Expense reporting – Link credit cards and automatically capture expenses for easier tracking.

Cash flow analysis – Let your bank track income and outflows and project future cash positions.

Fraud monitoring – Banks use algorithms to detect suspicious activity and notify you of potential fraud.

Merchant services – Accept credit card payments seamlessly through bank-provided point-of-sale systems.

Payroll integrations – Connect payroll systems to your bank accounts for direct deposits and tax payments.

Take time to understand all the technology-enabled services your bank provides. They can save you time, organize your finances, prevent fraud, and fuel growth.

Protect Your Business with Sound Security

While banking technology enables convenience and productivity, it can also make your accounts vulnerable if proper security precautions are not followed. Be vigilant about protecting your business finances: Here is the continuation of the blog post:

Use strong passwords – Don’t use simple passwords or reuse them across multiple sites. Employ randomly generated long passwords.

Enable two-factor authentication – Add an extra login step like a code from your phone to enhance security.

Keep software updated – Maintain up-to-date antivirus software and update other programs promptly.

Beware phishing scams – Watch for suspicious emails requesting account information. Call your bank instead of clicking links.

Limit administrator access – Only owners and critical staff should have full access to all financial accounts.

Monitor accounts daily – Review transactions and account balances daily to catch unauthorized activity.

Vet remote access – Allow employees remote login to accounting systems only via secure networks and devices.

Shred documents – Discard any paper records containing sensitive financial information securely.

Back up data – Keep an extra copy of financial records and data via cloud or external sources.

Read privacy policies – Understand how your bank and related services use your data and protect your information.

Consider insurance – Obtain cybersecurity insurance to cover losses in the event of a data breach or attack.

Use secure connections – Only access bank accounts and financial platforms on private and trusted WI-FI networks.

Ongoing vigilance is required to keep your business finances and data secure. Make smart security practices part of your regular financial management routine.

Choose the Right Credit Cards

Business credit cards warrant their own discussion. Cards can smooth out cash flow, finance purchases and simplify accounting. Be selective about which card(s) you apply for. Look for features like:

0% introductory APR – Look for a 12 to 18-month period of no interest on purchases.

Rewards on categories – Cards that pay higher rewards for things like office supplies, advertising, or utilities can save money.

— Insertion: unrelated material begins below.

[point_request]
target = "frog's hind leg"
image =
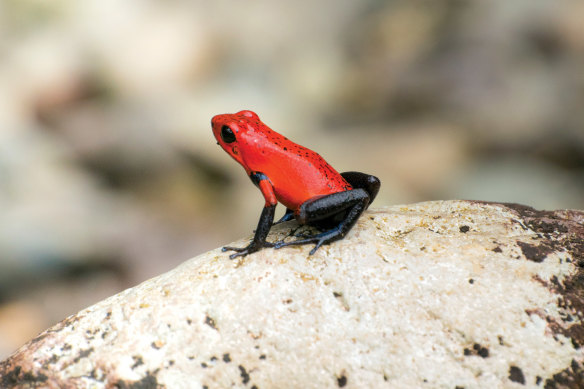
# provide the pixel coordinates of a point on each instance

No annual fees – Choose a card with no yearly cost to hold it.

Employee cards – Some cards allow you to issue cards tied to your account to responsible employees.

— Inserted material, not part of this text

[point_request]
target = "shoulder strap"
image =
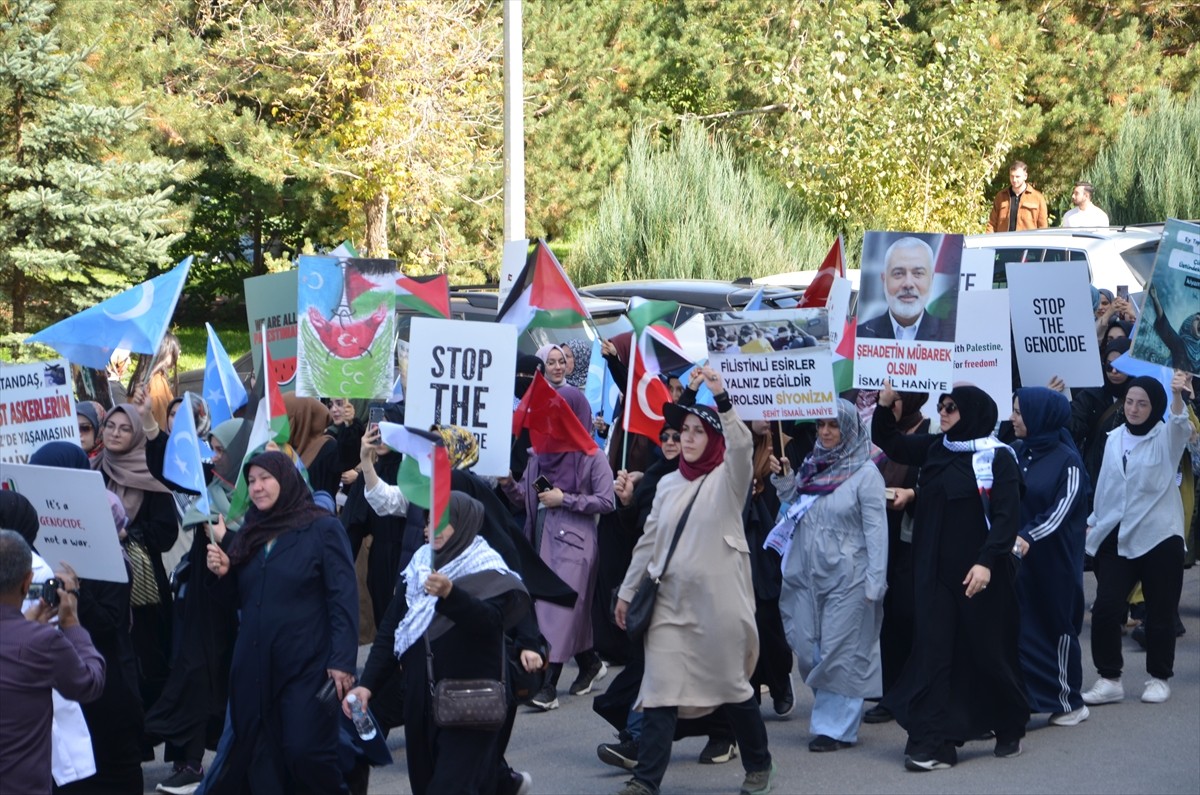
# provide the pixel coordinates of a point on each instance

Purchasing power – A higher credit limit provides more purchasing flexibility.

Fraud protection – Make sure your card offers $0 liability in case of unauthorized charges.

Virtual cards – Generate one-time use card numbers for online subscriptions and bills.

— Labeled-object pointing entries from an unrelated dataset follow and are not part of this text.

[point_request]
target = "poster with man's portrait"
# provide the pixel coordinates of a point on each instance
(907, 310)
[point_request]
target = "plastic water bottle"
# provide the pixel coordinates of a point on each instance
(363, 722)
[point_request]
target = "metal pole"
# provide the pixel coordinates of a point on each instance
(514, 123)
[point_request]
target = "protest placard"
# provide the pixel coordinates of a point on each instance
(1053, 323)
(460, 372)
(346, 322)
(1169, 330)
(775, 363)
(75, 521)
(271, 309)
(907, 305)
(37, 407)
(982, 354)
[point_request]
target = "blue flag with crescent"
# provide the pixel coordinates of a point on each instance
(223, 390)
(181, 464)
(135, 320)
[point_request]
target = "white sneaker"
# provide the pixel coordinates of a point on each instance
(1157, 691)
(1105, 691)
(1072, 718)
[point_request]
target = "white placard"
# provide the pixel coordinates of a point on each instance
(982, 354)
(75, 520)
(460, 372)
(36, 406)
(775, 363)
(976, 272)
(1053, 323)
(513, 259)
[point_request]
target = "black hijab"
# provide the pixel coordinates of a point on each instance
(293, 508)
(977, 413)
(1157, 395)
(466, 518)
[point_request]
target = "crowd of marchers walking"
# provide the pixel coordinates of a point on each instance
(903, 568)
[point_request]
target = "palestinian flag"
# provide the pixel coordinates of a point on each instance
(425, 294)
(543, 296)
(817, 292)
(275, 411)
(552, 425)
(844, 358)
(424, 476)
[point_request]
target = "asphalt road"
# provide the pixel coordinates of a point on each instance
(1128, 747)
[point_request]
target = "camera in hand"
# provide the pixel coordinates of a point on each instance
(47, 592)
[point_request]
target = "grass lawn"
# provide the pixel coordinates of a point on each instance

Integration – See expenses flow directly into accounting software and financial dashboards.

Consolidated billing – Managing fewer monthly statements is easier.

Vendor tracking – Use different cards for specific vendors to simplify expense categorization.

Credit limits – Don’t open cards with higher limits than you expect to utilize monthly.

Apply for 1-3 cards tailored to your spending profile and habits. Use them strategically and pay off balances in full.

The Bottom Line

Mastering small business banking is key to controlling your company’s financial trajectory. Follow the tips outlined in this article to set up the optimal banking relationship and financial management strategy.

Choose the right bank accounts and leverage available business services. Automate transactions, adopt money management best practices, fund operations strategically, and harness banking technology. Safeguard your finances through rigorous security policies. Pick credit cards that meet your purchasing needs and help track expenses.

With these small business banking essentials, you can run a financially organized, well-capitalized business positioned for growth and success.